Create a test from an existing production request

Use Boundary studio to import an existing request into a test you can run on the VSCode playground. It’s a 1-click import process.

Creating tests manually

Unit tests created by the playground are stored in the __tests__ folder.

The project structure should look like this:

.
├── baml_client/
└── baml_src/
    ├── __tests__/
    │   ├── YourAIFunction/
    │   │   ├── test_name_monkey.json
    │   │   └── test_name_cricket.json
    │   └── YourAIFunction2/
    │       └── test_name_jellyfish.json
    ├── main.baml
    └── foo.baml

You can manually create tests by creating a folder for each function you want to test. Inside each folder, create a json file for each test case you want to run. The json file should be named test_name.json where test_name is the name of the test case.

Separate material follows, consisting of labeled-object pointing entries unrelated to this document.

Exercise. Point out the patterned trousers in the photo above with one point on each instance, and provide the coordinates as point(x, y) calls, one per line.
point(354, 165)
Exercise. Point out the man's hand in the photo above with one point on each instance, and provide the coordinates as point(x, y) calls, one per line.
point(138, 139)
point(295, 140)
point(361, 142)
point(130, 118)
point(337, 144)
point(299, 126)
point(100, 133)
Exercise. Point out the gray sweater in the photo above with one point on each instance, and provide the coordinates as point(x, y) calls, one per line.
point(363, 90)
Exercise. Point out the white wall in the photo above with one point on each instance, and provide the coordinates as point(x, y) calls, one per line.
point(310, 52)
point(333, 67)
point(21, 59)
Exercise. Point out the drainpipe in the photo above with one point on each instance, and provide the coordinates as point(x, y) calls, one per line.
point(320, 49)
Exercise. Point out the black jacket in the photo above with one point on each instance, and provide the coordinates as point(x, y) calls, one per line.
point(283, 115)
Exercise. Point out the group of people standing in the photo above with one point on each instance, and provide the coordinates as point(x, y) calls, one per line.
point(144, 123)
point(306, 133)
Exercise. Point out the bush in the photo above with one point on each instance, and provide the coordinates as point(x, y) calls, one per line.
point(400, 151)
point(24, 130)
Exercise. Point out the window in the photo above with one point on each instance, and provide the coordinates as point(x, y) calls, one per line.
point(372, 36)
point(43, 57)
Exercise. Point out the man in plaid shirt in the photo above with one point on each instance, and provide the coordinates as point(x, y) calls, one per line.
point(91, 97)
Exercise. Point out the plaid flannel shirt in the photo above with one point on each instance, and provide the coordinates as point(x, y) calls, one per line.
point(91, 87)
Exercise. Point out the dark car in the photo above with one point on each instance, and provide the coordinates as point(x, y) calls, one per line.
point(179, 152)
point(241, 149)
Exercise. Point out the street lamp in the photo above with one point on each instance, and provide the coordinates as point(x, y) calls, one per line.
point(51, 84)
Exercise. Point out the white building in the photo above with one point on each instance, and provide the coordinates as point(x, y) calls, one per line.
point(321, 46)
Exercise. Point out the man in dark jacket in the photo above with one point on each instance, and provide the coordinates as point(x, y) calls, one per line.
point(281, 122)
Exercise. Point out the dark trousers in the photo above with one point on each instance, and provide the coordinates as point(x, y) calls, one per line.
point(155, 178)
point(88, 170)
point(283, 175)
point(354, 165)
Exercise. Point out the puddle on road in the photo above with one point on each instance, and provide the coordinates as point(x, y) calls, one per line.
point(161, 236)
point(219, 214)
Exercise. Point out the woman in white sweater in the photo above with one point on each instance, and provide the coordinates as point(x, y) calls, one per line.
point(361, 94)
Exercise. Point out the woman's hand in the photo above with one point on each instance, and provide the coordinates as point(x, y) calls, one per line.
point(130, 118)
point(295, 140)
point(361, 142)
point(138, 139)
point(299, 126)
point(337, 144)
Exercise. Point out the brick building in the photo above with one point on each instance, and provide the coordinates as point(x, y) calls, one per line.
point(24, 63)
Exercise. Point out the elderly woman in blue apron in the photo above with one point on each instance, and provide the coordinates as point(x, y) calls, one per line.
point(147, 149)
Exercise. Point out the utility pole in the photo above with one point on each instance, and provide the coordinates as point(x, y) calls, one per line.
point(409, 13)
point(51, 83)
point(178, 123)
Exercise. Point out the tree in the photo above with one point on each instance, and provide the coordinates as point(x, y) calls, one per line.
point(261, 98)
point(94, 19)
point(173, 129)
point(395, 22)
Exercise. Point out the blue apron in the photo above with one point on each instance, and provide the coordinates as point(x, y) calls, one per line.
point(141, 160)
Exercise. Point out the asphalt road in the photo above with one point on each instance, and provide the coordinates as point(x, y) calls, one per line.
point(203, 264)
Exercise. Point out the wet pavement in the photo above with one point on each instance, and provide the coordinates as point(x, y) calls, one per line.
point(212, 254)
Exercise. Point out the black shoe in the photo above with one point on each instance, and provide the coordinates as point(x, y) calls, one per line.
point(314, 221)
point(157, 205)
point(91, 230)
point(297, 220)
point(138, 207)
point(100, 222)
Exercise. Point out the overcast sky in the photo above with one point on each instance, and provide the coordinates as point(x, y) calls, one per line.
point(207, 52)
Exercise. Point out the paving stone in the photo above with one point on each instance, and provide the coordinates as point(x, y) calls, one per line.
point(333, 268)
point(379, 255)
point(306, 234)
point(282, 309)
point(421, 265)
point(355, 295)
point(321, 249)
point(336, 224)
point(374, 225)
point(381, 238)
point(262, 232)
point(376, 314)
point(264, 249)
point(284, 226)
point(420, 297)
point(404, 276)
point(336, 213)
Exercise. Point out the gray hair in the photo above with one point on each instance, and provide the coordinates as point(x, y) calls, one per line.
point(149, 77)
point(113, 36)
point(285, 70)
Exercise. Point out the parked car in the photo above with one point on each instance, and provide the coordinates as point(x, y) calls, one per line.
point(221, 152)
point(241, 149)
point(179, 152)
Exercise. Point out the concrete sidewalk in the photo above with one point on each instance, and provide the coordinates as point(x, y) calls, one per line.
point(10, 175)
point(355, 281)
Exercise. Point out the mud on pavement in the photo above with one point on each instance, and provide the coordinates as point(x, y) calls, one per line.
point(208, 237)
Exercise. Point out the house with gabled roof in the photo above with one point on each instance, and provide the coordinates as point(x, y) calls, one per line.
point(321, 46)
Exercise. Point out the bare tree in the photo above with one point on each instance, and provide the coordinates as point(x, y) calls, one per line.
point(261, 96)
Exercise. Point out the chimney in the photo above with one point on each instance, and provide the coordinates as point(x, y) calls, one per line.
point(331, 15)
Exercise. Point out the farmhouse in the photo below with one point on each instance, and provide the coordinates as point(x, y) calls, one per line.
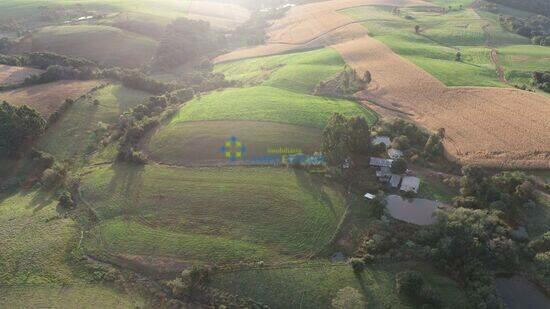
point(379, 162)
point(382, 140)
point(395, 180)
point(395, 153)
point(410, 184)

To see the structure of the JSON file, you can create a test using the playground and then copy the JSON file into your project.

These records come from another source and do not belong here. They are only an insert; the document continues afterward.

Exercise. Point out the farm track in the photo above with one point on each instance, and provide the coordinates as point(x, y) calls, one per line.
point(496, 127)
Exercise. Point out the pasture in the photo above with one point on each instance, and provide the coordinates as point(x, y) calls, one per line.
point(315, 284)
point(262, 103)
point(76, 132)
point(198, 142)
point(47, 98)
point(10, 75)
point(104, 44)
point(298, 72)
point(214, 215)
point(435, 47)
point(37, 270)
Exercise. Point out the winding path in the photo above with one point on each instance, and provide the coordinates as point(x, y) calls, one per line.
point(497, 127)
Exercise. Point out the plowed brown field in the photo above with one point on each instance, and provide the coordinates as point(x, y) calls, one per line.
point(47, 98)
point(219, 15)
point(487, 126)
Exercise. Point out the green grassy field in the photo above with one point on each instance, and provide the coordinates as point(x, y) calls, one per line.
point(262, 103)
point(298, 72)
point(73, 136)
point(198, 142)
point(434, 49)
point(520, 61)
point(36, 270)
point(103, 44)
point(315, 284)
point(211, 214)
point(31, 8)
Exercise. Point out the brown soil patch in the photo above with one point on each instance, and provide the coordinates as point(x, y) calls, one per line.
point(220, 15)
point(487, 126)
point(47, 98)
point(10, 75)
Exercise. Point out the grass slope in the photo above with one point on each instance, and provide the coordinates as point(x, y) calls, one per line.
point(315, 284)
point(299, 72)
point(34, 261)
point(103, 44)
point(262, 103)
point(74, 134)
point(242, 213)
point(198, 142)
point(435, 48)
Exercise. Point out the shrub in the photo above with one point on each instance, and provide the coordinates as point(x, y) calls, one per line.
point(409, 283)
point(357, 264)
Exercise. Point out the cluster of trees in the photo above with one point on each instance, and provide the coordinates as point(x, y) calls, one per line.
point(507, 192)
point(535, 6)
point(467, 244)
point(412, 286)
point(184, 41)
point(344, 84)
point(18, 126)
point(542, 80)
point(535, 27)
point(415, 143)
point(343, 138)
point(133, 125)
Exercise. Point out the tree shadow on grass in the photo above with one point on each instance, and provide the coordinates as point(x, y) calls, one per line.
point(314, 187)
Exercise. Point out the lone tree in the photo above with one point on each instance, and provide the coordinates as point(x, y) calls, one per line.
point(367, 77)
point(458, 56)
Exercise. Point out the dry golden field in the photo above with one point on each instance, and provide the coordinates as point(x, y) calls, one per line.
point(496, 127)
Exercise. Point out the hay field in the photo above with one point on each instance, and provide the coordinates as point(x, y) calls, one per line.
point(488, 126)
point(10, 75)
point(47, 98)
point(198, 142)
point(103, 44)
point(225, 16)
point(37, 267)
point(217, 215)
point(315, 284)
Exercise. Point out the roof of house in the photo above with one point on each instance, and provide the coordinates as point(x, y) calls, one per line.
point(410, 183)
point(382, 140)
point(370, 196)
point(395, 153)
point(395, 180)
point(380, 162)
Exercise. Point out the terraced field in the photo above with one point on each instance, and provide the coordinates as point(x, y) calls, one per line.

The BAML compiler reads the __tests__ folder and generates a pytest file for you so you don’t have to manually write test boilerplate code.

Run Playground tests from the terminal

You can also use the BAML CLI to run Playground tests. This is useful if you want to run tests in a CI/CD pipeline.

The command to run is baml test. You can run it from the root of your project.

# List all tests
$ baml test
================= 3/3 tests selected (0 deselected) =================
ClassifyDocumentTopic (impls: simpleclassifydocumenttopic) (1 tests)
  combined_aquamarine ○
GetNextQuestion (impls: v1) (1 tests)
  beneficial_moccasin ○
================= 3/3 tests selected (0 deselected) =================

# Run all tests
$ baml test run

# Run tests for a specific function
$ baml test -i "MyFunction:" run

# Run tests for a specific function impl
$ baml test -i "MyFunction:v1" run

# Run a specific test case.
$ baml test -i "::smoky_monkey" run

# Run all tests except for a specific test case.
$ baml test -x "::smoky_monkey" run

# Help
$ baml test --help

Execute baml test (without “run” part) to see what tests will be run.